I am trying a censored poisson regression using Turing, but unfortunately I am unable to do so. For context, I have some data where we asked respondents how many times they did an activity, but the options were top-coded. Naturally, this skews the responses.
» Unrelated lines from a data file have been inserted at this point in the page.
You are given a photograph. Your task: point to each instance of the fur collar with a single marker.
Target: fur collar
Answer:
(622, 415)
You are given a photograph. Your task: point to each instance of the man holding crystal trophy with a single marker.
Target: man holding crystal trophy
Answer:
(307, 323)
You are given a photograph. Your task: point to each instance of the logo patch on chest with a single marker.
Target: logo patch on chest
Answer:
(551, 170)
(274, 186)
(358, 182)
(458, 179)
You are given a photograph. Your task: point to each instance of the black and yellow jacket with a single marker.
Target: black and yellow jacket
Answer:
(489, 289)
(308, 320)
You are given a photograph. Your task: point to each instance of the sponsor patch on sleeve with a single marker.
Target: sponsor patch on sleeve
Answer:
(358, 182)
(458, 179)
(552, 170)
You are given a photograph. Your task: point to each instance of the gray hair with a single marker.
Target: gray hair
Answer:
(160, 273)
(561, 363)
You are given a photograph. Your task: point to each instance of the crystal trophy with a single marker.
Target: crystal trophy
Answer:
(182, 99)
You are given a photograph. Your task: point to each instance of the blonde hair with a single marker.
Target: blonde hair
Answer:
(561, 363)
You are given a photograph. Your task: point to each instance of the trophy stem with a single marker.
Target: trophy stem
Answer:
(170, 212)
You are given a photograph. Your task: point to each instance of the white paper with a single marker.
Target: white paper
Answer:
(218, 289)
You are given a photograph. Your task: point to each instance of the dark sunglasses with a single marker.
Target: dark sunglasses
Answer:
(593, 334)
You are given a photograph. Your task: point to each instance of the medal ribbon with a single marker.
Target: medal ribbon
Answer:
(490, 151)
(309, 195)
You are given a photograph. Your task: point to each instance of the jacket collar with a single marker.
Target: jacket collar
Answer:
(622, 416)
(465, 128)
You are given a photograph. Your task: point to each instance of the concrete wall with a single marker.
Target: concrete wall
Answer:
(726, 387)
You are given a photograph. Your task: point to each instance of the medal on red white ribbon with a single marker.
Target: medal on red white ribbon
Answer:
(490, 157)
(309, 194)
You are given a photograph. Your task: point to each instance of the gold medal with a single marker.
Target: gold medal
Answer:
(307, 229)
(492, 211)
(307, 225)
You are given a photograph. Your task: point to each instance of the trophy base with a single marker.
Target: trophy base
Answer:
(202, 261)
When I try use Turing.@addlogprob! StatsFuns.poislogpdf() to try account for the censoring, I get the following error message:

ERROR: MethodError: no method matching poislogccdf(::ForwardDiff.Dual{ForwardDiff.Tag{Turing.Core.var"#f#3"{DynamicPPL.TypedVarInfo{NamedTuple{(:α, :β), Tuple{DynamicPPL.Metadata{Dict{AbstractPPL.VarName{:α, Tuple{}}, Int64}, Vector{Normal{Float64}}, Vector{AbstractPPL.VarName{:α, Tuple{}}}, Vector{Float64}, Vector{Set{DynamicPPL.Selector}}}, DynamicPPL.Metadata{Dict{AbstractPPL.VarName{:β, Tuple{}}, Int64}, Vector{Normal{Float64}}, Vector{AbstractPPL.VarName{:β, Tuple{}}}, Vector{Float64}, Vector{Set{DynamicPPL.Selector}}}}}, Float64}, DynamicPPL.Model{var"#51#52", (:y, :x, :censored, :N), (), (), Tuple{Vector{Int64}, Vector{Float64}, Vector{Int64}, Int64}, Tuple{}}, DynamicPPL.Sampler{NUTS{Turing.Core.ForwardDiffAD{40}, (), AdvancedHMC.DiagEuclideanMetric}}, DynamicPPL.DefaultContext}, Float64}, Float64, 2}, ::Int64)
Closest candidates are:
poislogccdf(::Union{Float64, Int64}, ::Union{Float64, Int64}) at /Users/stephenjwild/.julia/packages/StatsFuns/LvxaA/src/rmath.jl:86

Based on the message, I assume it is something to do with poislogccdf / poislogpdf within a Turing model. Using poislogccdf(exp(lambda[1]), y[1]) is fine if done outside the Turing model.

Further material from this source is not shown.